Structural and functional microbial diversity of sandy soil under cropland and grassland

PeerJ. 2020 Sep 2:8:e9501. doi: 10.7717/peerj.9501. eCollection 2020.


Background: Land use change significantly alters soil organic carbon content and the microbial community. Therefore, in the present study, the effect of changing cropland to grassland on structural and functional soil microbial diversity was evaluated. The specific aims were (i) to identify the most prominent members of the fungal communities and their relevant ecological guild groups; (ii) to assess changes in the diversity of ammonia-oxidizing archaea; (iii) to determine the relationships between microbial diversity and selected physical and chemical properties.

Methods: We investigated microbial diversity and activity indicators, bulk density and the water-holding capacity of sandy soil under both cropland and 25-year-old grassland (formerly cropland) in Trzebieszów, in the Podlasie Region, Poland. Microbial diversity was assessed by: the relative abundance of ammonia-oxidizing archaea, fungal community composition and functional diversity. Microbial activity was assessed by soil enzyme (dehydrogenase, β-glucosidase) and respiration tests.
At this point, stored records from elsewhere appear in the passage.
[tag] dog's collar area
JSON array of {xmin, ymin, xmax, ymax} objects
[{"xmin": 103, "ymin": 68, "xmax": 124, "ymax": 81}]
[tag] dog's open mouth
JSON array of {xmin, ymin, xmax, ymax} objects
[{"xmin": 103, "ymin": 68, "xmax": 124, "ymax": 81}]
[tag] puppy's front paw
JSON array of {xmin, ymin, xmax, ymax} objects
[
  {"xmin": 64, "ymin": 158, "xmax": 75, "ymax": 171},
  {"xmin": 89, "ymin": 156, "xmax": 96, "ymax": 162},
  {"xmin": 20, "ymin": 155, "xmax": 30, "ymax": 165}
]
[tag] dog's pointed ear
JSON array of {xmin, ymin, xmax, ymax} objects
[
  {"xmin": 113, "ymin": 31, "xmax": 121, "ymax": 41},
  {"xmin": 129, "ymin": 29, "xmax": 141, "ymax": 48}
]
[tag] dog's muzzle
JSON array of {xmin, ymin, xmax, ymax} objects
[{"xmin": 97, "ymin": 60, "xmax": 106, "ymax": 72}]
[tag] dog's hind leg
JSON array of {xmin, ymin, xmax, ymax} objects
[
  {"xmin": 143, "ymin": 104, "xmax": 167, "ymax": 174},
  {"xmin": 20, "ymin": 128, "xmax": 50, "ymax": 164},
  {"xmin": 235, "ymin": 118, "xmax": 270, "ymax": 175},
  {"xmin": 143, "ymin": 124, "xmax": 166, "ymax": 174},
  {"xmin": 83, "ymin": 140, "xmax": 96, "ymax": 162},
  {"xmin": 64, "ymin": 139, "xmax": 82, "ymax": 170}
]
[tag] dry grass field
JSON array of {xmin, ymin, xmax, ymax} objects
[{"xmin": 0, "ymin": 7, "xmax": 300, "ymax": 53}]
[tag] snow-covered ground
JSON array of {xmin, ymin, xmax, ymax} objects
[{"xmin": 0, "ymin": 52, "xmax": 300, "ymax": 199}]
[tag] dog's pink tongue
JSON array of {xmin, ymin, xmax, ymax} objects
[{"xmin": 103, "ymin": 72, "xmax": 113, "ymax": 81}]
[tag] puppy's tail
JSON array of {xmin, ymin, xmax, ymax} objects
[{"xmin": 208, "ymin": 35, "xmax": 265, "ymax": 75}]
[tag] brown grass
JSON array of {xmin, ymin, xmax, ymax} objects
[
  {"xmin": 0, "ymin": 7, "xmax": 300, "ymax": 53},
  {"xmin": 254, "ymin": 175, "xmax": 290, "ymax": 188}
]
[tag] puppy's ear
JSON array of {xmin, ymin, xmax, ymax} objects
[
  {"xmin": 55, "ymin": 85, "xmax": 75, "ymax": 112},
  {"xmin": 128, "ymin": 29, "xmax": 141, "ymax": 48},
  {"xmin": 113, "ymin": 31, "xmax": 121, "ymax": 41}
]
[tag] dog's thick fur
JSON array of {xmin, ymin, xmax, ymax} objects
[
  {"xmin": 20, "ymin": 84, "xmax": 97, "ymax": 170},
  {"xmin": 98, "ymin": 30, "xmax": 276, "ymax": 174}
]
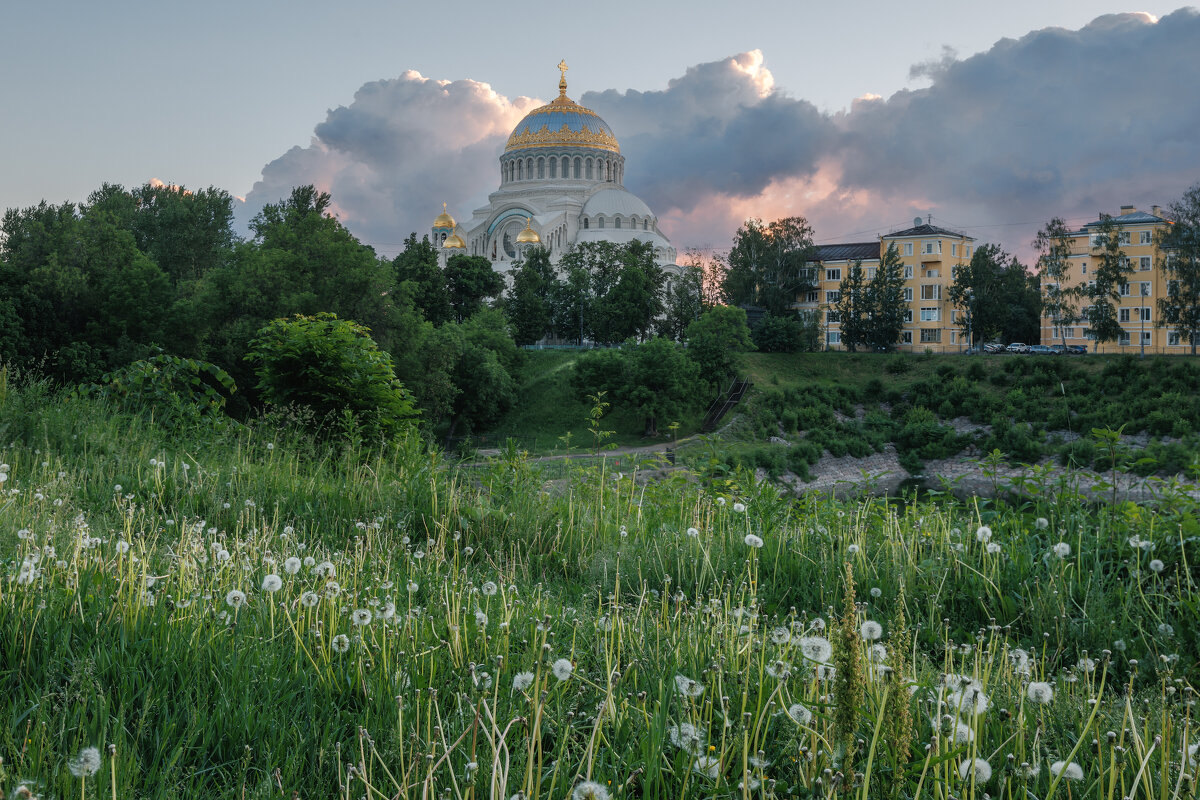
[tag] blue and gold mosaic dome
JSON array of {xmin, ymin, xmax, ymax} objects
[{"xmin": 504, "ymin": 62, "xmax": 620, "ymax": 154}]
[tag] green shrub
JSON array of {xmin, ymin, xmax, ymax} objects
[{"xmin": 246, "ymin": 312, "xmax": 418, "ymax": 438}]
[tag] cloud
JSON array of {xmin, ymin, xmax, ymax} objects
[
  {"xmin": 238, "ymin": 70, "xmax": 540, "ymax": 252},
  {"xmin": 241, "ymin": 10, "xmax": 1200, "ymax": 260}
]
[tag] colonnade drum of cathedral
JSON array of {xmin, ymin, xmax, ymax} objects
[{"xmin": 433, "ymin": 62, "xmax": 677, "ymax": 273}]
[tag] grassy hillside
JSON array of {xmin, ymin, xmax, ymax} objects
[
  {"xmin": 0, "ymin": 374, "xmax": 1200, "ymax": 800},
  {"xmin": 696, "ymin": 353, "xmax": 1200, "ymax": 475}
]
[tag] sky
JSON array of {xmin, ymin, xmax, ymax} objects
[{"xmin": 0, "ymin": 0, "xmax": 1200, "ymax": 255}]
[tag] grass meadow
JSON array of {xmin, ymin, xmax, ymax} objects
[{"xmin": 0, "ymin": 371, "xmax": 1200, "ymax": 800}]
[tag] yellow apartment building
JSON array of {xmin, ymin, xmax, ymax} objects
[
  {"xmin": 796, "ymin": 217, "xmax": 974, "ymax": 353},
  {"xmin": 1042, "ymin": 205, "xmax": 1189, "ymax": 353}
]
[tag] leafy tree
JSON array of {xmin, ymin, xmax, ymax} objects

Results: It was shown that compared to cropland, grassland has a higher soil organic carbon content, microbial biomass, basal respiration, rate of enzyme activity, richness and diversity of the microbial community, water holding capacity and the structure of the fungal and ammonia-oxidizing archaea communities was also altered. The implications of these results for soil quality and soil health are also discussed. The results suggest that grassland can have a significant phytosanitary capacity with regard to ecosystem services, due to the prominent presence of beneficial and antagonistic microbes. Moreover, the results also suggest that grassland use may improve the status of soil organic carbon and nitrogen dynamics, thereby increasing the relative abundance of fungi and ammonia-oxidizing archaea.

Keywords: Functional diversity; Fungal community; Land use; Soil enzymes.

Grants and funding

The study was supported by HORIZON 2020, European Commission, Programme: H2020-SFS-4-2014: Soil quality and function, project No. 635750-iSQAPER, Interactive Soil Quality Assessment in Europe and China for Agricultural Productivity and Environmental Resilience (iSQAPER). The funders had no role in study design, data collection and analysis, decision to publish, or preparation of the manuscript.